Dans ce moment, quelques hommes hardis, le nommé Dulac, le gendarme Méda, et plusieurs autres, laissant Bourdon avec ses bataillons sur la place de la commune, montent armés de sabres et de pistolets, et entrent dans la salle du conseil, à l'instant même où le bruit des deux coups de feu venait de se faire entendre. Les officiers municipaux allaient ôter leur écharpe, mais Dulac menace de sabrer le premier qui songera à s'en dépouiller. Tout le monde reste immobile; on s'empare de tous les officiers municipaux, des Payan, des Fleuriot, des Dumas, des Coffinhal, etc.; on emporte les blessés sur des brancards, et on se rend triomphalement à la convention…. Il était trois heures du matin. Les cris de victoire retentissent autour de la salle, et pénètrent jusque sous ses voûtes. Alors les cris de vive la liberté! vive la convention! à bas les tyrans! s'élèvent de toutes parts. Le président dit ces paroles: «Représentans, Robespierre et ses complices sont à la porte de votre salle; voulez-vous qu'on les transporte devant vous?—Non, non, s'écrie-t-on de tous côtés; au supplice les conspirateurs!»

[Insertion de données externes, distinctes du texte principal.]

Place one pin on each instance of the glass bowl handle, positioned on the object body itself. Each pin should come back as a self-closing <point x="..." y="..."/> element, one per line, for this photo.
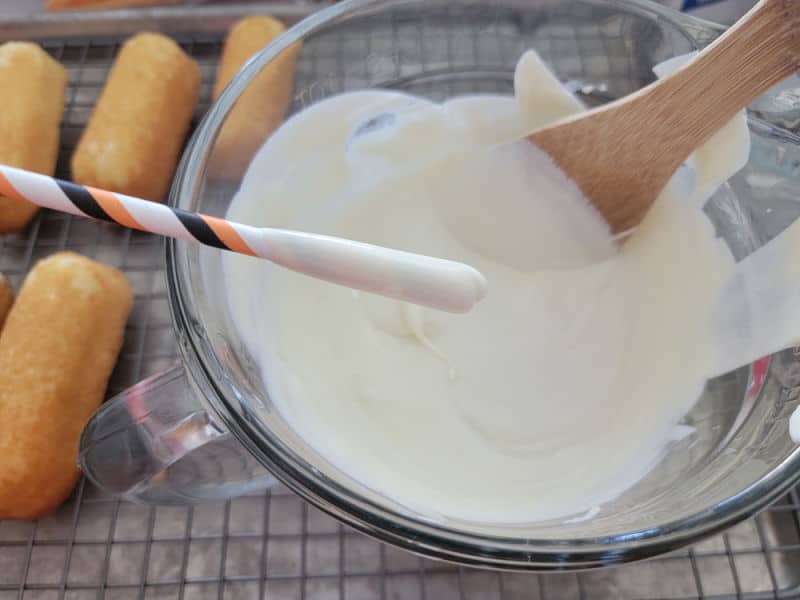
<point x="157" y="443"/>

Robespierre est transporté avec les siens dans la salle du comité de salut public. On l'étend sur une table, et on lui met quelques cartons sous la tête. Il conservait sa présence d'esprit, et paraissait impassible. Il avait un habit bleu, le même qu'il portait à la fête de l'Être suprême, des culottes de nankin, et des bas blancs, qu'au milieu de ce tumulte il avait laissé retomber sur ses souliers. Le sang jaillissait de sa blessure, il l'essuyait avec un fourreau de pistolet. On lui présentait de temps en temps des morceaux de papier, qu'il prenait pour s'essuyer le visage. Il demeura ainsi plusieurs heures exposé à la curiosité et aux outrages d'une foule de gens. Quand le chirurgien arriva pour le panser, il se leva lui-même, descendit de dessus la table, et alla se placer sur un fauteuil. Il subit un pansement douloureux, sans faire entendre aucune plainte. Il avait l'insensibilité et la sécheresse de l'orgueil humilié. Il ne répondait à aucune parole. On le transporta ensuite avec Saint-Just, Couthon et les autres, à la Conciergerie. Son frère et Henriot avaient été recueillis à moitié morts, dans les rues qui avoisinent l'Hôtel-de-Ville.

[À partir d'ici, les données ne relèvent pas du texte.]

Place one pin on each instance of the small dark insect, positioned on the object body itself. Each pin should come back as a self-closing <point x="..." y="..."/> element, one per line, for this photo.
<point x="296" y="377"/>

La mise hors la loi dispensait d'un jugement; il suffisait de constater l'identité. Le lendemain matin, 10 thermidor (28 juillet), les coupables comparaissent au nombre de vingt-un devant le tribunal où ils avaient envoyé tant de victimes. Fouquier-Tinville fait constater l'identité, et à quatre heures de l'après-midi il les fait conduire au supplice. La foule, qui depuis long-temps avait déserté le spectacle des exécutions, était accourue ce jour-là avec un empressement extrême. L'échafaud avait été élevé à la place de la Révolution. Un peuple immense encombrait la rue Saint-Honoré, les Tuileries, et la grande place. De nombreux parens[1] des victimes suivaient les charrettes en vomissant des imprécations; beaucoup s'approchaient en demandant à voir Robespierre: les gendarmes le leur désignaient avec la pointe de leur sabre. Quand les coupables furent arrivés à l'échafaud, les bourreaux montrèrent Robespierre à tout le peuple, ils détachèrent la bande qui entourait sa joue, et lui arrachèrent le premier cri qu'il eût poussé jusque-là. Il expira avec l'impassibilité qu'il montrait depuis vingt-quatre heures. Saint-Just mourut avec le courage dont il avait toujours fait preuve. Couthon était abattu; Henriot et Robespierre le jeune étaient presque morts de leurs blessures. Des applaudissemens accompagnaient chaque coup de la hache fatale, et la foule faisait éclater une joie extraordinaire. L'allégresse était générale dans Paris. Dans les prisons on entendait retentir des cantiques; on s'embrassait avec une espèce d'ivresse, et on payait jusqu'à 30 fr. les feuilles qui rapportaient les derniers événemens. Quoique la convention n'eût pas déclaré qu'elle abolissait le système de la terreur, quoique les vainqueurs eux-mêmes fussent ou les auteurs ou les apôtres de ce système, on le croyait fini avec Robespierre, tant il en avait assumé sur lui toute l'horreur.